Q: How your current music is affected by Ariel Pink’s period? Any resemblance to those times in you current works?
A: Well of course I’m affected by Ariel Pink. He’s the best, he’s my favourite. I think Ariel Pink just leaks everywhere and affects everyone. I was thinking of different stuff though when I was making the set of songs that I’ve been playing recently. I don’t think it resembles any AP but people will probably just make that association and label it as the same or a crappier take on it, who knows. I don’t care. I hope they hate it.

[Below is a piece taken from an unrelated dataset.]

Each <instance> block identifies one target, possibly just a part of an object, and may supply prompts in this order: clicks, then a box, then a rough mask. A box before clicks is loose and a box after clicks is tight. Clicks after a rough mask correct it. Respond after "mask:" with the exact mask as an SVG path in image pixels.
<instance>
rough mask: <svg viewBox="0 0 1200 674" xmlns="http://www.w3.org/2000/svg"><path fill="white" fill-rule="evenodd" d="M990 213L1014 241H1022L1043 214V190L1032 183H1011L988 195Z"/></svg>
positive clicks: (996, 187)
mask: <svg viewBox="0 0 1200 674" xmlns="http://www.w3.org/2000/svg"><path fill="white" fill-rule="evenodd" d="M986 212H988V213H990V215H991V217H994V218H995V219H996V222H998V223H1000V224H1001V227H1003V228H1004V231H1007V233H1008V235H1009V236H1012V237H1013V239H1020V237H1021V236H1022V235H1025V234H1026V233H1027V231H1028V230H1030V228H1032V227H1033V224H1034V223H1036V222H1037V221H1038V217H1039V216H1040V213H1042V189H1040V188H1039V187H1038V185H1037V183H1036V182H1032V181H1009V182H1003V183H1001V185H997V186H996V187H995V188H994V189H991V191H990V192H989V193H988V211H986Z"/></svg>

Q: If we are right, you have run your blog “Lamaraba” for ten years already so we want to congratulate you with the anniversary. How did it all started? What’s the idea behind it?
A: Yes it’s been 10 years, it’s not super active like it was but it’s still alive. It started when all that stuff was big on the internet, all the blogspots. I was collecting a lot of records back then but also got hooked on finding stuff on Soulseek. I had acquired so much music from trading with friends as well. My group of friends were quite good about sharing music with each other and exposing each other to really great music. Eddie Ruscha, Ariel, Andrew (Lovefingers), Tiffany Malakooti, Whitemare, Cole MGN, Jimi Hey and few others, I was finding and learning about shit loads of stuff. We wanted to be a little different than the other blogs and I think we stood out. Now labels like Luaka Bop, David Byrne’s label has re-issued albums that I feel were first presented on LAMARABA. Onyeabor, D Blunt to name a couple. Whitemare is our most popular contributor. Ha
Q: What does the name Lamaraba mean? Is it your pseudonym/nickname or some kind of movement as the blog, for example, had some collabs with other people?

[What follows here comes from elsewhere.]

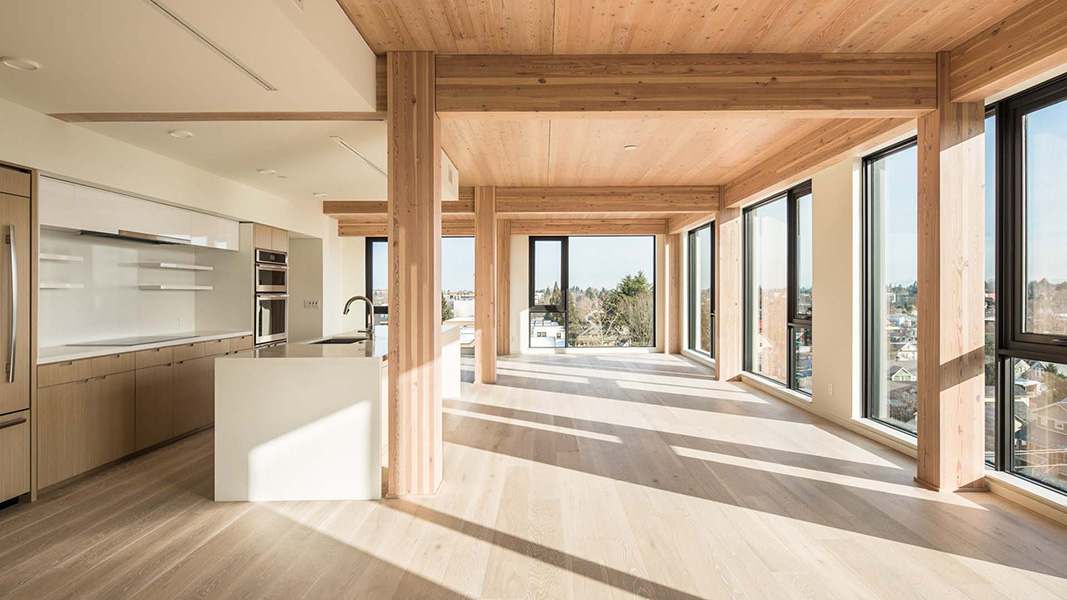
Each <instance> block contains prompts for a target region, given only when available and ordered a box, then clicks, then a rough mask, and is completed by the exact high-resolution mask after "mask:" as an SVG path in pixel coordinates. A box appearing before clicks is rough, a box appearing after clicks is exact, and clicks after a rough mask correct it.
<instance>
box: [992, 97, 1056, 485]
mask: <svg viewBox="0 0 1067 600" xmlns="http://www.w3.org/2000/svg"><path fill="white" fill-rule="evenodd" d="M996 115H997V123H996V126H997V149H998V152H997V153H996V155H997V158H996V160H997V165H998V168H997V176H998V179H997V184H998V186H999V190H1000V195H999V202H1000V207H999V214H1000V216H1001V219H1000V220H999V223H1000V224H1001V225H1002V227H1001V228H1000V230H999V232H998V234H999V235H998V236H997V237H998V241H999V243H1000V247H999V254H998V256H999V260H998V265H999V267H1000V269H1001V270H1000V272H999V278H998V283H999V294H998V295H997V301H998V302H997V303H998V304H999V306H998V311H999V315H1000V318H998V319H997V331H998V333H997V346H998V347H997V368H998V373H999V381H998V382H999V384H1000V388H999V392H1000V393H999V394H998V395H997V397H998V398H999V399H1000V402H999V405H998V410H997V420H996V421H997V425H996V427H997V430H996V431H994V438H996V439H997V442H998V443H997V444H996V447H997V453H996V454H997V468H998V469H1001V470H1008V471H1013V472H1015V473H1017V474H1019V475H1022V476H1024V477H1028V478H1030V479H1033V480H1035V481H1038V483H1040V484H1042V485H1046V486H1048V487H1051V488H1054V489H1058V490H1061V491H1067V254H1065V253H1064V244H1063V240H1064V239H1067V202H1065V199H1067V179H1065V178H1064V173H1067V78H1061V79H1060V80H1056V81H1052V82H1050V83H1047V84H1045V85H1040V86H1038V88H1035V89H1033V90H1030V91H1028V92H1024V93H1022V94H1020V95H1018V96H1015V97H1013V98H1008V99H1006V100H1003V101H1001V102H999V104H998V105H997V106H996Z"/></svg>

A: Around that time I was interested Aum Shinrikyo, a Japanese doomsday cult founded by Shoko Asahara. They were famous for releasing the nerve gas in a train in Tokyo. He also made music and videos. I was also listening to David Koresh’s music. I thought if I had a cult it would be LAMARABA. I wanted it to have a kind of Indian guru kind of name so it would sound believable, I thought Lamaraba or Ramalaba or RaviLamaRavi but went with Lamaraba. I did it alone but eventually invited friends to make it more diverse.
Q: What’s about yours and Connan Mockasin’s project? Could you tell more about it?

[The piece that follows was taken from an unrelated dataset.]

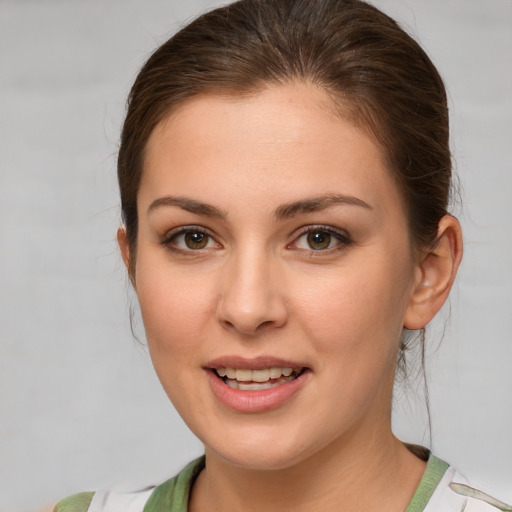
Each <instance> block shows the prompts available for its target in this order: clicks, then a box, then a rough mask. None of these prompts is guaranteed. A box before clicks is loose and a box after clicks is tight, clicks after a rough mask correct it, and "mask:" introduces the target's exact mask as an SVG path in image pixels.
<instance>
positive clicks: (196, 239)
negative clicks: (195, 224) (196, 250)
mask: <svg viewBox="0 0 512 512" xmlns="http://www.w3.org/2000/svg"><path fill="white" fill-rule="evenodd" d="M184 239H185V244H186V246H187V247H188V248H189V249H204V248H205V247H206V245H207V244H208V235H206V234H205V233H201V232H198V231H192V232H189V233H185V237H184Z"/></svg>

A: Connan, Andrew Van Wyngarden and I had plans to make a surf film and score it because surf videos always have crappy music. So we put together a film crew and went to Nicaragua. We also brought some pro surfers with us. It was a really great trip, perhaps one of the best times of my life. There were some creative differences with the film crew that was there though and in the end it ended up just kind of failing. Nonetheless it was such a fun time. I think they still made the film, I forgot the title. I have no part in it anymore but Andrew and Connan might. Sometimes I would play guitar with Connan live. I did a tour with him and Kirin J Callinan and I played in both every night. Those are my only musical ties with Connan, other than that we are just good friends.
Q: How would you picture Braille festival, even though you’re playing prior it?
A: I picture a big, fancy, overly designed building with lots of graphic design everywhere. I imagine lots of people everywhere for the concert, perhaps most of the town is there. On the stage is just a little speaker on a stick. I’m really looking forward!